I was stunned. Eighteen hours? That meant I had missed work and no one knew where I was! As I panicked and told the doctor I needed to report in immediately, he raised an eyebrow and said, very matter-of-factly, “You do know this can kill you, right?”
At last, he had my attention.
After all those years in middle school being told I couldn’t get out of running outside, someone finally drilled it home. I had a disease. A bona fide, treatable (potentially deadly) disease. And also maybe pneumonia.
For five days I stayed in the hospital while I worked through both short-term and long-term treatment plans. I had always understood that my asthma triggers were allergies and exercise. Now I know that one of asthma’s major triggers is stress.
Stress?
In August of 2003, I was two and a half years into a protracted custody battle with my ex-husband. I had been fired as a client by my divorce lawyer when I ran out of savings, and was representing myself in court. I had dropped out of law school after my first year because of the stress of the custody litigation, and was working against a clock to re-enter school and finish within ABA timelines. I was being sexually harassed by my boss, and was struggling with his hostility at work on a daily basis. I was being treated for postpartum depression. I was a single mother of three kids under the age of five, and my family lived 1200 miles away. My support system of friends had all but dissolved when my ex and I split, and I had moved recently enough that I knew virtually none of my neighbors.
And because I apparently wasn’t at a big enough risk with the stress, I also lived with two cats in a duplex with a mold problem, and mowed my own lawn on a weekly basis.

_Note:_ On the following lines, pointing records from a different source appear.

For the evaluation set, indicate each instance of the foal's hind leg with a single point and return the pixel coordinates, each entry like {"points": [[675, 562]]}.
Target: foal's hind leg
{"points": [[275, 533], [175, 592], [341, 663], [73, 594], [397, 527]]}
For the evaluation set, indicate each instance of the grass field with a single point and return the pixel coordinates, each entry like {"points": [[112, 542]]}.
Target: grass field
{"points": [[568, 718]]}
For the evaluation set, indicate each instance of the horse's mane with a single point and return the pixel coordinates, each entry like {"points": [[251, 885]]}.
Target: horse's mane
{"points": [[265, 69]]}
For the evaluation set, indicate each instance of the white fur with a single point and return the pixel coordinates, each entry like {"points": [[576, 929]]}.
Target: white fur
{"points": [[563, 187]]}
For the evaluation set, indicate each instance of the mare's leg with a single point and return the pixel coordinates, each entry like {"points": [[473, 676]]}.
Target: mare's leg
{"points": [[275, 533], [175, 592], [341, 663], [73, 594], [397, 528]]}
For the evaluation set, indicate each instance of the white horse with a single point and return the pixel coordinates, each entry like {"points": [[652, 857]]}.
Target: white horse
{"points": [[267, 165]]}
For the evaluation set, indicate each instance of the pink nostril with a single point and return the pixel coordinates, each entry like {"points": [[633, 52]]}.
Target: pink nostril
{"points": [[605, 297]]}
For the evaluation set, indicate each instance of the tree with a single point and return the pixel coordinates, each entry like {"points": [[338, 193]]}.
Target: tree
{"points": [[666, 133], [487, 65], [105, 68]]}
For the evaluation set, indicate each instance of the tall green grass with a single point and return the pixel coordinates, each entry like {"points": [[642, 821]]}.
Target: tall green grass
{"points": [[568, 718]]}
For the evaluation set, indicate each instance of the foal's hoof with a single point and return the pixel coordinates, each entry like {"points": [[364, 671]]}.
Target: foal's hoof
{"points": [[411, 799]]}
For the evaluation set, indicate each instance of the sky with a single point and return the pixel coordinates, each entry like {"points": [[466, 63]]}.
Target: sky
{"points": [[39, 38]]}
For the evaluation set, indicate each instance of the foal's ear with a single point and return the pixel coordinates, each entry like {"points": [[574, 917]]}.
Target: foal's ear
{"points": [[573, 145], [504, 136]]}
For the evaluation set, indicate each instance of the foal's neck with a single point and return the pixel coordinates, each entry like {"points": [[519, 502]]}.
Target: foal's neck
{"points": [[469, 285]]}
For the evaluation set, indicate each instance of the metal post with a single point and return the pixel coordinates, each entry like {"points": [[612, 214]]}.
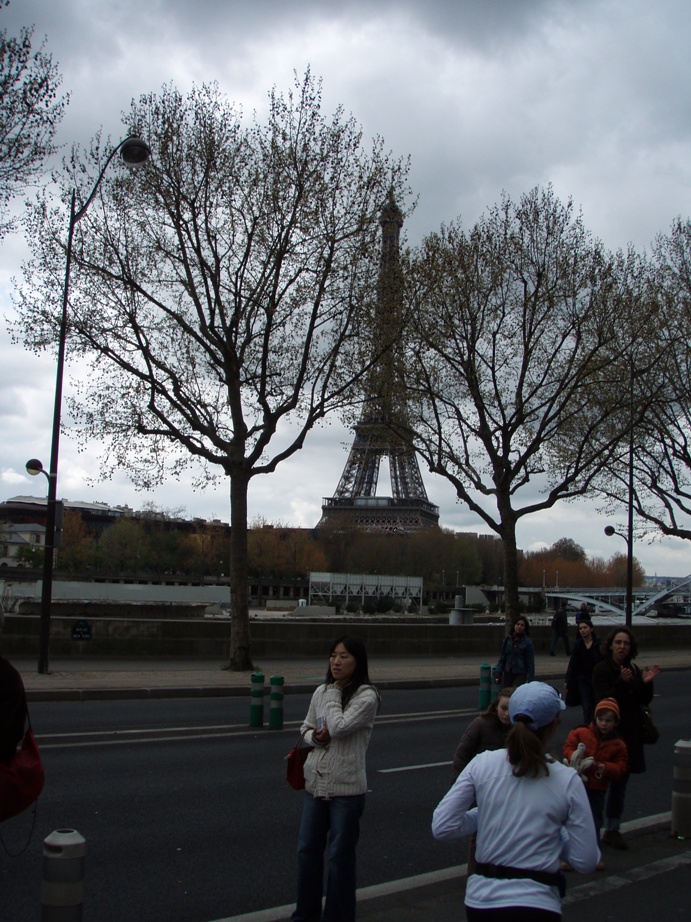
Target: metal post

Talk about setting yourself up for failure, right?
I was released from the hospital on a Tuesday morning. My discharge papers instructed me to remain off work for another week. Against medical advice, I went home, showered, and reported to my office to pick up work that I could do from home for the next week. I was met at the door by our office manager, who handed me my personal things and a severance check, and told me I had been replaced when I didn’t show up for work the week before. I went home in a total fog, completely uncertain what to do next. I checked my mailbox on the way into the house, and inside I found an acceptance letter from The Ohio State University Moritz College of Law, offering me a spot as a transfer student, with orientation starting on Thursday.
And so, peppered with bruises from injection sites, muscles weakened from lack of use, and fighting regular nosebleeds in the aftermath of the oxygen tube, I walked onto the law school campus ready to start a new chapter of life. And I did, armed with the knowledge that my future healthy life would mean regular physical fitness, ample stress management, allergy awareness, and of course, a rescue inhaler always tucked into my purse. It took a near-death experience to make me aware of my body’s limitations. At the same time, I learned firsthand the value of reducing stress and meeting medical adversity head-on. It’s been nearly seventeen years since that eye-opening trip to the emergency room. It made me a healthier person, and gave me an entirely new lease on life.